Finding that author J.D. Salinger is “likely to succeed on the merits of its copyright case," a federal judge granted a preliminary injunction late on Wednesday afternoon, barring the publication of what Salinger’s attorneys called an unauthorized sequel to The Catcher in the Rye. In her decision, Judge Deborah Batts ruled that Fredrik Colting’s 60 Years Later would harm the market for “sequels and other derivative works” from Salinger and barred publication of Colting's book in the United States. Colting told PW he was “pretty shocked” by the ruling and vowed to appeal. Despite the ruling in New York, the book will be on sale in Europe, Colting added, sometime next week.

The ruling came as little surprise to court-watchers, who noted Batts’s obvious skepticism during oral arguments presented by Colting's lawyers, who contended that the work should be protected as parody under fair use. “While the court does find some limited transformative character in 60 Years Later,” the order read, “it finds that the alleged parodic content is not reasonably perceivable, and the limited non-parodic transformative content is unlikely to overcome the obvious commercial nature of the work.” Salinger’s attorneys had no comment.

Aaron Silverman, president of distributor SCB, also named in the suit, told PW that he hoped the case would move quickly through the appeal process."The lawyers will file for an appeal at the 2nd U.S. Circuit Court early next week on an expedited appeal," Silverman noted. "We're hopeful that the hearing will be in late July or early August and have an answer by early September at the latest."

The case is now set up much like the last major infringement case of this kind, when the estate of Margaret Mitchell sued to stop publication of Houghton Miffllin's The Wind Done Gone.
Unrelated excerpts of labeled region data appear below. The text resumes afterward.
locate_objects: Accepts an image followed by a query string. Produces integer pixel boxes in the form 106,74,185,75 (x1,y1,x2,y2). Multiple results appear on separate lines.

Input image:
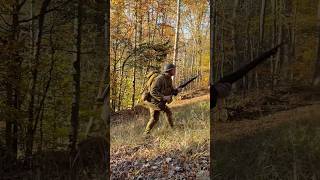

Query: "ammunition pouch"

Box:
141,91,151,102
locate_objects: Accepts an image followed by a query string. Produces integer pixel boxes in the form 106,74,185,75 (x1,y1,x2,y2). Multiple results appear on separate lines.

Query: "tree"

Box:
69,0,82,162
312,1,320,86
173,0,180,84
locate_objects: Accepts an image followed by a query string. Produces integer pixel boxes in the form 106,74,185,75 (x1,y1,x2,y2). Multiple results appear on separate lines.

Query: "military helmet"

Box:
163,63,176,72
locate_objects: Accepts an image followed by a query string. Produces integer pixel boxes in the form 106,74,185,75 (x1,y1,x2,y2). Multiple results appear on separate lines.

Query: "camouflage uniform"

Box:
144,72,177,134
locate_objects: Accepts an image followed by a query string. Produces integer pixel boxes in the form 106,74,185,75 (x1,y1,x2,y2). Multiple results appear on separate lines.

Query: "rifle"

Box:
173,75,199,96
216,43,283,84
210,43,284,109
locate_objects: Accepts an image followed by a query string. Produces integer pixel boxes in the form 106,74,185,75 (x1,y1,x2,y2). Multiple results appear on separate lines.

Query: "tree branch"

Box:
19,0,73,23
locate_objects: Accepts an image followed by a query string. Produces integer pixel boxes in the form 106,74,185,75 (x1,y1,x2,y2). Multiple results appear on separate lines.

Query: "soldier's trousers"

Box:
144,105,173,134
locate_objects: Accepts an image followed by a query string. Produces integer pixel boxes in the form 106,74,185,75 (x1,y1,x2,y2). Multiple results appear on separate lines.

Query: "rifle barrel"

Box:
217,43,283,84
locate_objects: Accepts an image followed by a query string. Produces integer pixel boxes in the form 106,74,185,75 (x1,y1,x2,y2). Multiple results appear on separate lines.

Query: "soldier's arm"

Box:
150,78,164,101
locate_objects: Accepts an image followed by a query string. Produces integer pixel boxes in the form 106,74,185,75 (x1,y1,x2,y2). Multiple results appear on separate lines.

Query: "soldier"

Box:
144,64,182,134
143,64,231,134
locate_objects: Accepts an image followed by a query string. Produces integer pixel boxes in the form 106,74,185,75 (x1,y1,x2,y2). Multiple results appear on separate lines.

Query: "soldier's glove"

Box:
214,83,232,98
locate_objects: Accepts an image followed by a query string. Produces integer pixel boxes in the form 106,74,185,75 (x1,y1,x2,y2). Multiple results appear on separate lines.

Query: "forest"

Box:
0,0,110,179
0,0,320,179
110,0,210,111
The Mitchell estate won a preliminary injuction. The order, however, was overturned on appeal. The case was settled in 2002 before it went to a full trial, and the book was published, an outcome that would seem impossible here, given Salinger's insistence his work be left alone.

If Batts' ruling is overturned and a trial is ordered, Salinger, attorneys say, could finally be compelled to break his silence and be deposed. "The broad discovery rules would normally allow the defense to question Salinger on a number of relevant issues,” Paul LiCalsi, a partner in Mitchell Silberberg & Knupp explained to PW, after the case's initial hearing, "including Salinger's past actions and preferences about the exploitation of The Catcher in the Rye.” If Salinger refuses to comply and answer the defense's questions, LiCalsi noted, the court can impose sanctions and even dismiss the case. Thus, filing suit against Colting may have put Salinger's desire for privacy on a collision course with his desire to protect Holden Caulfield.